Louis K. Meisel Gallery Remembers Don Jacot, a Celebrated Second-Wave Photorealist Who Has Died at 72

Known for cityscapes and precise details, Don Jacot has been represented by the New York gallery since 1990.

Don Jacot in his studio. His gallery, Louis K. Meisel, confirmed the passing of the second-generation Photorealist.

Don Jacot, a noted Photorealist artist known for his colorful paintings of vintage toys and precisely detailed vintage urban landscapes, has passed away, according to the artist’s representative, Louis K. Meisel Gallery in New York. He passed away in San Francisco in August of this year; his family shared news of his death with the gallery last month. Jacot was 72. The gallery is currently holding a virtual exhibition in remembrance of the artist. 

Don Jacot, Camera-Repair (1997). Courtesy of Louis K. Meisel Gallery.

Don Jacot, Camera Repair (1997). Courtesy of Louis K. Meisel Gallery.

Jacot was a significant figure in the second generation of Photorealist painters, bringing a singular combination of painterly precision and imaginative invention to his works. The artist first rose to prominence in the 1980s with cityscapes of the iconic factories and elevated train platforms of his hometown of Chicago. His early works, especially, were indebted to American Precisionist artists, including Charles Sheeler, whose works Jacot had admired at the Detroit Institute of Art.

In the 1990s he began a series of works focused on shop-window displays. Here, Jacot took cues from real displays but added objects of his choosing, planting vintage cameras, clocks, chrome coffee pots, and toasters among the wares.  

Don Jacot in the 1990s. The artist began his career painting cityscapes of his native Chicago.

Don Jacot in the 1990s. The artist began his career painting cityscapes of his native Chicago.

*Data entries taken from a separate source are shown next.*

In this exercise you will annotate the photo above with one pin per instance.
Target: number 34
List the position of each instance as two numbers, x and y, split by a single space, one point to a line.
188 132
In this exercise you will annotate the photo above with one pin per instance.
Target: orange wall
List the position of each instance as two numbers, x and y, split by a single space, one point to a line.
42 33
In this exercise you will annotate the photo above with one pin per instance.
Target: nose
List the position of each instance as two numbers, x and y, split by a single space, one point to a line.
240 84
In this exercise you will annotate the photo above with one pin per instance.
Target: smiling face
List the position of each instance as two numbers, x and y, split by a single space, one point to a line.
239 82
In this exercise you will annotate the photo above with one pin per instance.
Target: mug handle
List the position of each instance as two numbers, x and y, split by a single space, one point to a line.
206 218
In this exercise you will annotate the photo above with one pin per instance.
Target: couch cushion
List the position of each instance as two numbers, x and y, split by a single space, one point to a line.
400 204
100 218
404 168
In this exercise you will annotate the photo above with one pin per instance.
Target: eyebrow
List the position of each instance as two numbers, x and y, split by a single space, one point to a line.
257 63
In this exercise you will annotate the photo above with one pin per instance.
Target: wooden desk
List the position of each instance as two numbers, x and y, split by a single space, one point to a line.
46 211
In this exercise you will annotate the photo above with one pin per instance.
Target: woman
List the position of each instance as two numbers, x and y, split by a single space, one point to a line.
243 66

“I combined things from different eras, objects with similar functions or with nostalgic, whimsical, or symbolic value, and thereby reflected the culture around me. Beyond that I wanted to share my fascination with the forms of the things themselves, their colors and surfaces, and their appearances under different lighting, angles, or lens lengths,” Jacot explained of the series. The largest works could take as long as a year to complete. 

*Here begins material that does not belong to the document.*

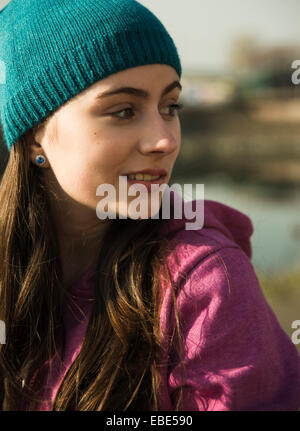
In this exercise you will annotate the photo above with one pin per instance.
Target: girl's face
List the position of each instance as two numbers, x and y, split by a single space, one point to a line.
95 138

From that body of work, Jacot homed in on painting the individual objects within these windows—vintage toys in particular—shifting into a smaller register that allowed him to articulate the unique aspects of the toys themselves in a series called “Toy Stories.” Later, Jacot would create a group of six-foot paintings, in which the toys are blown up to a towering scale.

Don Jacot, Atomic Robot Men (1998). Courtesy of Louis K. Meisel Gallery.

Don Jacot, Atomic Robot Men (1998). Courtesy of Louis K. Meisel Gallery.

At the end of his career the artist returned to painting cityscapes, often relying on vintage photographs as his source material. Imbued with a sense of nostalgia, the paintings depicted the heydays of metropolitan centers like Broadway or Times Square in the 1930s and 1940s. At times he constructed elaborate models of the vintage marquees out of black cardboard and used toy cars and buses as traffic for the basis of his works. 

Don Jacot, Piccadilly Circus, 1949 (2020). Courtesy of Louis K. Meisel Gallery.

Don Jacot, Piccadilly Circus, 1949 (2020). Courtesy of Louis K. Meisel Gallery.

“Don Jacot was one of the leading Photorealists of the all-important second generation of Photorealist painters, whose work helped to cement the achievement of the artists of this genre. His work displays the highest level of realist and representational painting. He was a prolific and productive artist throughout his life and passed away at his easel, doing what he loved to do,” dealer Louis Meisel, wrote. Meisel has represented Jacot since 1990. 

The artist is survived by his brothers Robert and Charles. He was preceded in death by his parents, N. Edgard and Ruth Elizabeth Jacot, and by his siblings Nancy and William.